Lake Shore looks for another home run in 2015

An aerial view of Lake Shore Gold's Bell Creek gold mill in Timmins, Ontario. Credit: Lake Shore Gold An aerial view of Lake Shore Gold's Bell Creek gold mill in Timmins, Ontario. Credit: Lake Shore Gold

Lake Shore Gold (TSX: LSG; NYSE-MKT: LSG) is checking off all the boxes when it comes to a junior producer with gold assets in a safe mining jurisdiction that is generating free cash flow, has manageable debt and an exciting growth potential, topped off by a good management team that delivers on its promises.

The junior exited 2014 with solid numbers from its two gold mines in Ontario, despite slumping gold prices. The Timmins West and Bell Creek generated 185,600 oz., up 38% from 2013, and above the firm’s target of 160,000 to 180,000 oz.

Operating costs and all-in sustaining costs both improved by 23% to US$592 per oz. and US$872 per oz., coming in well below the low-end of the cost guidance. 

Along with the record year for production and costs, the junior grew its year-end 2014 cash and bullion position by 80% to $61.5 million. This is after it paid off $45 million or most of its senior secured debt with Sprott Resource Lending Partnership, including $15 million for a gold-linked note and $30 million on a standby line of credit.

The junior made those repayments after its cash flow increased on the back of improved performances from both the Timmins West and Bell Creek mines. Lake Shore had free cash flow of $54 million in 2014, before the debt repayments, compared to a negative free cash flow in 2013, Haywood Securities analyst Kerry Smith notes.

Revenue in 2014 grew 33% to $256 million as higher sales offset lower gold prices. Lake Shore sold 183,300 oz. gold at an average $1,398 per oz. (US$1,269), compared to 135,600 oz. sold at $1,422 per oz. (US$1,377) a year earlier.

Net earnings totalled $23.6 million, versus a net loss of $233.5 million in 2013, where the firm booked a $225-million impairment charge. 

Adjusted 2014 earnings were $28.6 million, or 7¢ per share, compared to the adjusted loss of $3.6 million, or 1¢ per share in 2013.

Other highlights from 2014 include a 29% — or 174,500 oz. — increase in overall reserves at Timmins West and Bell Creek, after depletion.
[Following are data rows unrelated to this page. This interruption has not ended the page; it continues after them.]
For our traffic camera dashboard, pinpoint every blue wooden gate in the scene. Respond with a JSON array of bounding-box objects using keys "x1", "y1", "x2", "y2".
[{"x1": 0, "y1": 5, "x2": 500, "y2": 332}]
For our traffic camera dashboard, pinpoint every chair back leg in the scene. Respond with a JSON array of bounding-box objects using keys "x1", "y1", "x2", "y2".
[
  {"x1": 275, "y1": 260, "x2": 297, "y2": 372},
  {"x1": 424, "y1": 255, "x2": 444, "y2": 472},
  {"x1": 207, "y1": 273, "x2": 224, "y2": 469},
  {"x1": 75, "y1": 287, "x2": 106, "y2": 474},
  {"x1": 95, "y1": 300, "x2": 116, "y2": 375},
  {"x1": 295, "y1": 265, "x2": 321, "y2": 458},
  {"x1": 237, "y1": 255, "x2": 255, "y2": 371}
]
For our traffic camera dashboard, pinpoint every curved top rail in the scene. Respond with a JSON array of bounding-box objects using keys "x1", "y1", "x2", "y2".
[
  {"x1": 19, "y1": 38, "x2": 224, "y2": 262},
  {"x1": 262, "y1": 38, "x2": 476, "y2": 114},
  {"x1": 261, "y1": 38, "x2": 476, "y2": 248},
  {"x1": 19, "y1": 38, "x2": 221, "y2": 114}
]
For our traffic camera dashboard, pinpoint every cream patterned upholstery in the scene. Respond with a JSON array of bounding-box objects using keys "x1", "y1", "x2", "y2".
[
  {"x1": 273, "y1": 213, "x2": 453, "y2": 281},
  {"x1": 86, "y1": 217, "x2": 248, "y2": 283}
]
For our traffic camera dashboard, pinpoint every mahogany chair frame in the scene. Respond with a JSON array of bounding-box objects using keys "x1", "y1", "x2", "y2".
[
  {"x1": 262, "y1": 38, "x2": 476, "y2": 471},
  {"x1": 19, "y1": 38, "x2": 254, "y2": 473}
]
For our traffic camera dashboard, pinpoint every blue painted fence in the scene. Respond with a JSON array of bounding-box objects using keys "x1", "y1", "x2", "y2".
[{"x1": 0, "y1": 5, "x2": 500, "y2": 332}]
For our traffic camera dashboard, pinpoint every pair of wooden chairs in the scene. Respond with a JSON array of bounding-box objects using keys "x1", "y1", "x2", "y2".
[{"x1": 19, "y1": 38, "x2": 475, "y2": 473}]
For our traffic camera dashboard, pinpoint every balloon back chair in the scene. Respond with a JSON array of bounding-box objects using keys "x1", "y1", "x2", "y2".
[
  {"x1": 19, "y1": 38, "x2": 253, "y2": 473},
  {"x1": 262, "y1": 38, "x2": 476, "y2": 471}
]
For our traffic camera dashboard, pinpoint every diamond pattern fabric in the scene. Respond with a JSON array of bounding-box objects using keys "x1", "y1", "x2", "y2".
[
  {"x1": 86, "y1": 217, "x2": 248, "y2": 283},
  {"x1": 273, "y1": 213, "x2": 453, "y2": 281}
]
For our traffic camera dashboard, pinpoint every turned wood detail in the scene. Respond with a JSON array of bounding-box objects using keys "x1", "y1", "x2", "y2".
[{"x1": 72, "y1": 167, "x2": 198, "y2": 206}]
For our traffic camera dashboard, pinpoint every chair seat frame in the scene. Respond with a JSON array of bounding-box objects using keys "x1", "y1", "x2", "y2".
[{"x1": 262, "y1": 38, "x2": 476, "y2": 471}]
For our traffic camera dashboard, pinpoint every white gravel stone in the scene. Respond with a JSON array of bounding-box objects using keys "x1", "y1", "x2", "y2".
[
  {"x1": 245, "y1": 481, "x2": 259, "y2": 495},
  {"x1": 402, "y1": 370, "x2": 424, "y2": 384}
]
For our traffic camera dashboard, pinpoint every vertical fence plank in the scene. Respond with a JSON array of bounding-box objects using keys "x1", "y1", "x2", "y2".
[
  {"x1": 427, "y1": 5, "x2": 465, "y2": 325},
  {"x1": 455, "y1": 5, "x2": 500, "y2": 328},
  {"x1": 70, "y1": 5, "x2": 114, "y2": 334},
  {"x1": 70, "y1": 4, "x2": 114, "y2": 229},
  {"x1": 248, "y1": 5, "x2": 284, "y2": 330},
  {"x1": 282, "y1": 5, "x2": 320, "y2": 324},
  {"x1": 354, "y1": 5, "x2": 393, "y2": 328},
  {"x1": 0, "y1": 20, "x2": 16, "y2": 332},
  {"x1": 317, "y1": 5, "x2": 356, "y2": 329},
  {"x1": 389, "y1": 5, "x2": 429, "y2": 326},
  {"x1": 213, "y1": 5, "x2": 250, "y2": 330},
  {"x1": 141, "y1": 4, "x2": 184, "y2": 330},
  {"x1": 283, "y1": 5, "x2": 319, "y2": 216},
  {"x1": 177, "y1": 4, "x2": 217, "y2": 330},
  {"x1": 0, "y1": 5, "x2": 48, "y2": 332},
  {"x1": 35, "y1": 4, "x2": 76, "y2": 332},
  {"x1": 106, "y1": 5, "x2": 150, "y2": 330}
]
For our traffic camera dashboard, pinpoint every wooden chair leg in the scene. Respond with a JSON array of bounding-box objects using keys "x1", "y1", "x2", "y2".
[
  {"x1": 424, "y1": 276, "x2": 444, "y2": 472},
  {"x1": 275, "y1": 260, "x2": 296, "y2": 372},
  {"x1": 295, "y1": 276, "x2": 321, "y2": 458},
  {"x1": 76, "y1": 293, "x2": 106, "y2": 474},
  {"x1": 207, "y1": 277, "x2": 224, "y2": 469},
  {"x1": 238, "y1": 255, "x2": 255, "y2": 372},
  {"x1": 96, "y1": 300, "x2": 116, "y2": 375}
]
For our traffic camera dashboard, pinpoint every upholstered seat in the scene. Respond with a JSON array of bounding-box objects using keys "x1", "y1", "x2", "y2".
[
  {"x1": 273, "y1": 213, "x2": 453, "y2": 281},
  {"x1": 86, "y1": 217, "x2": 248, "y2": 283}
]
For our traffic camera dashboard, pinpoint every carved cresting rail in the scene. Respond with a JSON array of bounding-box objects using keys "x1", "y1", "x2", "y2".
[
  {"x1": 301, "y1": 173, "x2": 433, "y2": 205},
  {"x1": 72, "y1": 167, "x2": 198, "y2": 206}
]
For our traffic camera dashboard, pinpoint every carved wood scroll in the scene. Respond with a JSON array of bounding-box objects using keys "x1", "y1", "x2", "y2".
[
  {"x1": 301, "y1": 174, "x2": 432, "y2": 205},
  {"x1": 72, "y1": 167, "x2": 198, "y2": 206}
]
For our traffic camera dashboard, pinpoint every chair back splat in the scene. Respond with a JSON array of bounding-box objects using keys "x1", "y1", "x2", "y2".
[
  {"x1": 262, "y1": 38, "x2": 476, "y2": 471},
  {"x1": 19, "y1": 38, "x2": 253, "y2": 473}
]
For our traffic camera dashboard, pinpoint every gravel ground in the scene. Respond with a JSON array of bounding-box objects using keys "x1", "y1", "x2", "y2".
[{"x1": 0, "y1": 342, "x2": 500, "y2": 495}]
Combined reserves at the two mines now stand at 773,300 oz. gold from 5.5 million tonnes grading 4.4 grams gold.

On the exploration front, the firm made a discovery with its 144 Gap zone last October. The zone is located southwest of the Thunder Creek deposit, one of the two deposits on the Timmins West mine. “We think it is among the most exciting discoveries in our industry today,” Lake Shore CEO Tony Makuch said on a conference call. The firm has defined the 144 Gap zone to a minimum of 350 metres along strike and 350 metres down dip. This year it has budgeted $18 million to drill 120,000 metres on the zone, with a first resource estimate expected out in early 2016.

The momentum the company gained in 2014 is continuing into this year. “We are having a good first quarter of 2015. Production and grades are tracking positively. Costs are beating targets. We are generating solid free cash flow,” Makuch said. The company’s cash and bullion position has grown to $75 million. It expects to reach $100 million by year-end.

This year’s production guidance is 170,000 to 180,000 oz. gold, at all-in sustaining costs of US$950 to US$1,000 per oz. The flat year-over-year guidance is mainly due to a slightly lower-planned grade of 4.4 grams per tonne, compared to the budgeted 4.7 grams last year, which came in at 4.8 grams, Smith notes.

While remaining bullish on the stock, with a “buy” and $1.30 price target, the analyst notes the biggest risk related to Lake Shore is its debt. The firm intends to repay the remaining $3.5 million of its senior secured debt by the end of May, but still has $103.5 million in convertible debentures, due September 2017. If Lake Shore runs into problems funding that in a low gold-price environment, it may need to raise more equity, Smith cautions.

Lake Shore ended March 26 off nearly 2% at $1.08 per share, with a $470-million market capitalization.